Managed Via the Backstage UI

The Backstage UI allows your teams to manage their respective Checks and Tracks in a more user-friendly way, but with some limitations.

Pros:

  • Does not require a user to know yaml or the Check or Track schema.
  • Checks and Tracks can be implemented in “real-time” without needing to restart the Backstage backend with immediate feedback of affected Entities.
  • Creation and editing of Checks and Tracks can be limited to specific users/groups via the RBAC plugin.

Cons:

  • Not easily portable across environments, since the Checks and Tracks would need to be implemented in each environment.
  • Checks and Tracks can be exported to YAML which makes them more portable

Empowering Teams To Manage Their Own Checks

Teams can begin to manage their own Checks with relative ease. This allows you to scale the rate of adoption of Soundcheck across your entire organization.

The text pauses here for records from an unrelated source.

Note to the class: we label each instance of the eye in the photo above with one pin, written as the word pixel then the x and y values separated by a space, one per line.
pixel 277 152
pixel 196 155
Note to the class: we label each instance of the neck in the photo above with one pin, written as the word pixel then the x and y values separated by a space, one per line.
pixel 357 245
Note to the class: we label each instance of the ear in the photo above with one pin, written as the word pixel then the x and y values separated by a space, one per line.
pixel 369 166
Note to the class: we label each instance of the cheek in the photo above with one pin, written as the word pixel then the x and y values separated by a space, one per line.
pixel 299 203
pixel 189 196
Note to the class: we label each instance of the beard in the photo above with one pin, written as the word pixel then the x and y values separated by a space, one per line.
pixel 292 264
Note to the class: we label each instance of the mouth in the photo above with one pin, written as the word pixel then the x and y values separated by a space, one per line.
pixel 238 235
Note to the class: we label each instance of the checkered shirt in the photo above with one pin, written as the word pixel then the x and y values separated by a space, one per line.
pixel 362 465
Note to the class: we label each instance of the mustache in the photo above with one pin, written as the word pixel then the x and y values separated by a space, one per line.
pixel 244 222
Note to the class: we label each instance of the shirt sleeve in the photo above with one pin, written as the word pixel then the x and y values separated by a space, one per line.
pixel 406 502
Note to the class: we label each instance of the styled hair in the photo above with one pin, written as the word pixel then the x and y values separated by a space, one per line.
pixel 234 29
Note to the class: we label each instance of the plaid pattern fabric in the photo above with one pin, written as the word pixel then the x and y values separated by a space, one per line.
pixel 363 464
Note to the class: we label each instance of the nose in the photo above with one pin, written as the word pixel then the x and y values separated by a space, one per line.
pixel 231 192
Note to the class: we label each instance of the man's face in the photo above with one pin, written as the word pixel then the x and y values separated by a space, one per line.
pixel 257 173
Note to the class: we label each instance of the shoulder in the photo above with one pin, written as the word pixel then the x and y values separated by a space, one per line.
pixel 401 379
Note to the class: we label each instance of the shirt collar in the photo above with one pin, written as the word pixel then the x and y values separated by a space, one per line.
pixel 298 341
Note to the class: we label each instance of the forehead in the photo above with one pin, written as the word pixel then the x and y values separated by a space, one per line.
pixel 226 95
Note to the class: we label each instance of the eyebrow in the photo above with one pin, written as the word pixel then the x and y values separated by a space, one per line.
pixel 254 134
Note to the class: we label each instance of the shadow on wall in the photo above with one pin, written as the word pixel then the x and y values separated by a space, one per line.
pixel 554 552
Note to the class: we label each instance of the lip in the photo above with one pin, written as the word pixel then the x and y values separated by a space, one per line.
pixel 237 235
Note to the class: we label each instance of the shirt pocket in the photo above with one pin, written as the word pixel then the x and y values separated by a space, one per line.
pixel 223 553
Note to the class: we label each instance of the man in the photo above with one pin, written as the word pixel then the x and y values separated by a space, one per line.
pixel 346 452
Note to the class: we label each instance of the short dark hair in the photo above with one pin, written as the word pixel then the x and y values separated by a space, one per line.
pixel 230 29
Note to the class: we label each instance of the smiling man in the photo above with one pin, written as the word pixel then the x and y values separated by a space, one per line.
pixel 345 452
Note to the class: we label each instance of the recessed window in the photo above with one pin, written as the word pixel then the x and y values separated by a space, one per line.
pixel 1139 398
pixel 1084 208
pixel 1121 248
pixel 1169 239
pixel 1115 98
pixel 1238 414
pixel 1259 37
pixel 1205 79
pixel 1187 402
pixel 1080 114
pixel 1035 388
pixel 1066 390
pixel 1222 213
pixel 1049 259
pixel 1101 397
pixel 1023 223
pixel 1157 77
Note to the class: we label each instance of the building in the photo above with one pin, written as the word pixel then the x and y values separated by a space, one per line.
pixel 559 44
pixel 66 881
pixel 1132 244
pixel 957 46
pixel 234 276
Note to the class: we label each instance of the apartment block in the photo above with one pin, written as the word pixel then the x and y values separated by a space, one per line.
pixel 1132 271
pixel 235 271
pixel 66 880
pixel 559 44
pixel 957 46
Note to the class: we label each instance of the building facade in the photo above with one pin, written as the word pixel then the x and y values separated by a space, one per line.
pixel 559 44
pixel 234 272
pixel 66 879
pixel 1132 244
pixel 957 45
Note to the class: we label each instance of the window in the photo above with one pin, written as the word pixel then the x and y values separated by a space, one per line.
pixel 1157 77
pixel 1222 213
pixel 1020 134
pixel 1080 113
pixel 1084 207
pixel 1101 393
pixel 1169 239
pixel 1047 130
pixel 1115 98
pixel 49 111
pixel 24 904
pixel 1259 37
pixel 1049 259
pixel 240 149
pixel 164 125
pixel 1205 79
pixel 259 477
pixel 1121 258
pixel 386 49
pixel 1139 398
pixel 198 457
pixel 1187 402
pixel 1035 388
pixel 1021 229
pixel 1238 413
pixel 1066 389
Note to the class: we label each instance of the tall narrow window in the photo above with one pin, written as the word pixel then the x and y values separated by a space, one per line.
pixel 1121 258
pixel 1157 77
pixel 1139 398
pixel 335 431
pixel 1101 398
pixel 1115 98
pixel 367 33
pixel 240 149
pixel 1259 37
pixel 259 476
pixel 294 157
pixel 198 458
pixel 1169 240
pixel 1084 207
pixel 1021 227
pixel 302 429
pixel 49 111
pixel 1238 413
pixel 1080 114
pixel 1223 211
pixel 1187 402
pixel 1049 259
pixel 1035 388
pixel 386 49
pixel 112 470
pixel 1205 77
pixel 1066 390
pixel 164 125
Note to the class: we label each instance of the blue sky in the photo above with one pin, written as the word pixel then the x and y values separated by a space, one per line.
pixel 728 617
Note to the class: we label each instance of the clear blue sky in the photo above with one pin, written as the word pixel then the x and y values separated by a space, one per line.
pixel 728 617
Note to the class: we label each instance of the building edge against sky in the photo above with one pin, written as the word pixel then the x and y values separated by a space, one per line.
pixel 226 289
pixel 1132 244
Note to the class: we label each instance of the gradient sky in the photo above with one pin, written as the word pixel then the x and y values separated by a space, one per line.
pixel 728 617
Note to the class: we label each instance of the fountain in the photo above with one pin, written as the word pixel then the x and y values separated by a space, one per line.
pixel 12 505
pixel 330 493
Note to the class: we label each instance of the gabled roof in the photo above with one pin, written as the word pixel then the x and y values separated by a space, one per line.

  1. Use a whiteboard session with a pilot team to map out their desired checks.
  2. Review the NCUI to empower them to move this Check pseudocode to a concrete implementation.
  3. Have the pilot team utilize the NCUI to build their checks in the NCUI
    • For instructions on how to build and maintain checks in the NCUI, please go here
  4. Once all of their checks have been created in the NCUI, have them build their Track using the newly created checks.
    • For additional instructions on how to build and maintain tracks in the NCUI, please go here
  5. Now you have your first inner-sourced track and set of checks!